Boxing


Boxing





This faded, cardboard orange box,
                        Swooshed and sturdy
            Like the overpriced athletic
 Shoes that it once housed,
            Two decades ago,
            Carries the flotsam of a life--
                        Or is it jetsam?
 
One thousand eighty cubic inches,
                        Still loosely packed,
            Give or take, with things:
A dusty, half-full bottle of
            Drakkar Noir, four-o'd report cards,
            Some 6-inch floppy discs-     
                        Post de-magnetized.
 
Long lost, the Polaroid camera,
                         Memorialized
            By the glossy sepia nudes of
Boyfriends and estrangements
            With smiling aging me's in various
            States of undress, inebriation and
                        Persistent youthfulness.
 
Once, I know, there was a gold chain
                        And crucifix--
            A gift from my grandmother
That I cannot find after picking through
            And shaking every item in
            The cardboard chest.
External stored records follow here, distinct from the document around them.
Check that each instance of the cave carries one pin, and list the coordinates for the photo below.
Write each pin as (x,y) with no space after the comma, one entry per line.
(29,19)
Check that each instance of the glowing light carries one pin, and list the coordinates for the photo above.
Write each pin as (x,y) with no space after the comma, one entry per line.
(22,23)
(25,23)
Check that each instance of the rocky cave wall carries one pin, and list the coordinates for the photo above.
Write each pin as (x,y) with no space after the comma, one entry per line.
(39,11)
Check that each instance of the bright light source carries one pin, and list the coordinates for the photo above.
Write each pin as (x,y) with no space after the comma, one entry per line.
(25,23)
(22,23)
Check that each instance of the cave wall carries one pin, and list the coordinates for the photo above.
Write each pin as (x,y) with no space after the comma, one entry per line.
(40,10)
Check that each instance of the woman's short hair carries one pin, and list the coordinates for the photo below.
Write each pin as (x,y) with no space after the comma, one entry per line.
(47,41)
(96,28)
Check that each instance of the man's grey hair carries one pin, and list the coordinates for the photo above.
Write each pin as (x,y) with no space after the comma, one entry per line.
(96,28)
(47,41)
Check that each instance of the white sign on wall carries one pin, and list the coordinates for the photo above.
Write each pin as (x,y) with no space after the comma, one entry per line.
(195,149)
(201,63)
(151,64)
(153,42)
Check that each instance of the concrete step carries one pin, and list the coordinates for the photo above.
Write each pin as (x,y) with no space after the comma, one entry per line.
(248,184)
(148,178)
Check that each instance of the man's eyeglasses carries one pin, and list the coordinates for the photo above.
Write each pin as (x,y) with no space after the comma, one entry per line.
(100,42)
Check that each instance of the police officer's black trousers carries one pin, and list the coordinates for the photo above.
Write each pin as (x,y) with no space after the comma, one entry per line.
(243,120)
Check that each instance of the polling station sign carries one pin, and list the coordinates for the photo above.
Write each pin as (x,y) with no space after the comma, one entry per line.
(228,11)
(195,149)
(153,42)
I lost it, I curse,
                        Or someone took it.
 
A love poem I wrote but never gave,
                        Folded neatly,
                        Pen-ink smudged by time and tears.
A glossy New Yorker comic, clipped
                        By a dear friend
                        With whom I have since lost contact.
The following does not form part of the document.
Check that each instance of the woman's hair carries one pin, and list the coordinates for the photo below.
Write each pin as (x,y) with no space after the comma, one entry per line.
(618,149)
Keys of all shapes and sizes and alloys
                        Dozens of them,
                        To all the past places I've called home.
My first driver's license, a Libertarian voter registration,
                        Blockbuster card,
                        A Miami Dolphins lower bowl ticket stub.
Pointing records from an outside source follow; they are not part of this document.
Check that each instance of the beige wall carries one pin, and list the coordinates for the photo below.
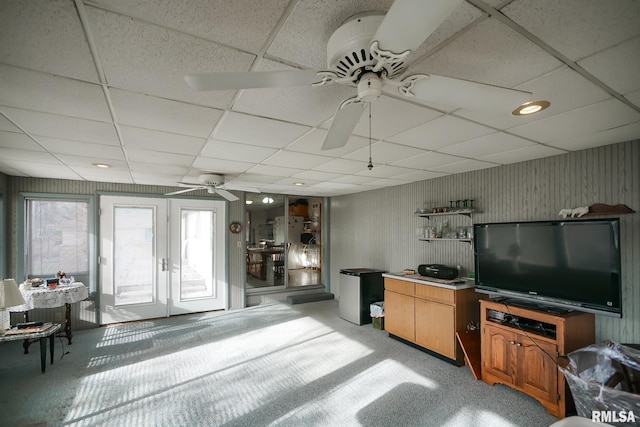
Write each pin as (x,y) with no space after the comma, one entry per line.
(377,228)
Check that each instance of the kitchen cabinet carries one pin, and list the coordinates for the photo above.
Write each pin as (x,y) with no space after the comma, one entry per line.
(520,348)
(428,314)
A slow-ticking, gold-banded Timex watch that I shake, and
                        Slide on my wrist,
                        Once the nicest thing I owned.
 
I have moved this box with me, cramming and
                        Collecting,
            From the east coast to the panhandle
To lakesides to other states to the bayshore.
            From dorms to apartments to houses
            To mansions to condos.
                        From optimism to loss to hope.
 
Here, moving again, moved to a new space
                        Reconciling,
            Accounting for and taking inventory
Of stasis in constant change. Time in a box,
            Stacked in a new corner:
            Stacked in a different closet:             
                        Beneath another 'nother's stuff.

 
Accruing dust, dander, mold and yellowed edges,
                        More nostalgia,
            And now, another poem to be--undoubtedly--
Revisited again when this newest lease expires.
            This space, this time, is perfect.
            This box is only so big.
                        This box is only so big.